Up there, they both thought, their souls were still living. They had been spaceborn for so long that they had truly become born of space. It may be, for them, the eternal sleep was best; had they managed to reach their new system cluster, could they have truthfully laid roots enough to find or terraform a suitable planet? To found a new society? They were too wild, now. Tiber needed the interstellar vastness to live, needed the unknown and its challenges. Lorna needed the next star, the next nebula to study and catalog, the howling sound of myriad astral bodies in her ear as she drifted dreamlike through sonified plasma fields and errant background radiation. She needed the vastness as much as Tiber, and anything else seemed maddening. No, had been maddening, for two years now.

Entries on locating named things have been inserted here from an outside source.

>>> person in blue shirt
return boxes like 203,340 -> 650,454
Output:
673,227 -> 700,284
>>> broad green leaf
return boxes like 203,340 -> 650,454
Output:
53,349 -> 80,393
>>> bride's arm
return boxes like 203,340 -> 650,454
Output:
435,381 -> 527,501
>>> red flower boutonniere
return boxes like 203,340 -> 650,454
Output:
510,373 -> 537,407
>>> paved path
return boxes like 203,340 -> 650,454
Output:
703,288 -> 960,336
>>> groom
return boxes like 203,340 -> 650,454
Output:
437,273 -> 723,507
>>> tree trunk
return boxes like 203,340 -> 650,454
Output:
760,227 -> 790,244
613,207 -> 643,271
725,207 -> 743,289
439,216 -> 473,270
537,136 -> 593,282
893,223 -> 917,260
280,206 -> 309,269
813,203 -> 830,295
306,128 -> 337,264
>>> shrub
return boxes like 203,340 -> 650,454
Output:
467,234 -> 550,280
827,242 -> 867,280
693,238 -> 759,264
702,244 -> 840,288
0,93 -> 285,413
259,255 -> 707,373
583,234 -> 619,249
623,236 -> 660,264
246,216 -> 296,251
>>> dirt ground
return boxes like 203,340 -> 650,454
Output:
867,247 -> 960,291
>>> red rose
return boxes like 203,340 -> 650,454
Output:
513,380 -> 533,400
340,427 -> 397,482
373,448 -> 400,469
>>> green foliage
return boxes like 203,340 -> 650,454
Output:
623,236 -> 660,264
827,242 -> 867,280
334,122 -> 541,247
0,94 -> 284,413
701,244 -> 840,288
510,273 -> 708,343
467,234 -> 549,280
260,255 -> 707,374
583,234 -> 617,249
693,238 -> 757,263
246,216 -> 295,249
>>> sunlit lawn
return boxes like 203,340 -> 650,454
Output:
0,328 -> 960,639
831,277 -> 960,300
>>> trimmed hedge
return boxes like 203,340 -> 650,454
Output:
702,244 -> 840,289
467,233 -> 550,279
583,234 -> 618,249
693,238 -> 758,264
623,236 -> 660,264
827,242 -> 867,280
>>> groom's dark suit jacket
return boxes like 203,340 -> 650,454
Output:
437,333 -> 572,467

They shared small words and were able for a time to ignore what was to come. They shoved the doubts deep within themselves and piled them over with love and wonderment. But it was dark now, and they shivered in the cold. After their walk back down the Spar, the grim reality of what they had to do returned. They wasted no time and spared few words. With determination they entered their sleep chamber, stripped, and redressed in their sleep suits. They popped the supplements, shaved their heads. They stopped and looked at one another in the middle of the cold and spartan room, only the lighting and sleeper pods active to save power load.

They embraced and kissed through sobs and tears, grasped at each other with desperation. They trembled against one another with trepidation. For a brief eternity they felt the last warmth pressed between them that they may ever feel again. This was it.

“I love you Tiber. I will always love you. I would not leave you even if help came for me alone.”

Tiber held both her hands at her side and brushed his lips against hers one last time. “You are my stars, Lorna, lights in the void, forever drawing me. I only hope that you will haunt my sleep. I love you.”

They walked backwards from each other and stepped in to their caskets with anticipatory fatalism. Brief words were best before this ugly business, lest they have time to think about it. Lorna felt herself begin to hyperventilate as the glass closed and the cold encroached. As they were sealed in, Tiber forced a smile for her sake and she steadied herself at last. “I’ll see you in the void.” she told him, as the doors sealed with a hiss, the lights turned off, and the cold began to take her at last.

Minutes turned to hours, and one by one Longbow’s systems shut down until all that remained running was cryogenic support and the basic maintenance systems that were yet serviceable. The solar arrays, their efficiency having waned to the brink these last days, folded in to protective cowlings to await the next star. A freezing wind swept the plateau upon which Longbow had come to rest and in the perfect dark, the last light went out. At the mercy of fate and gravity, they hurtled through the black.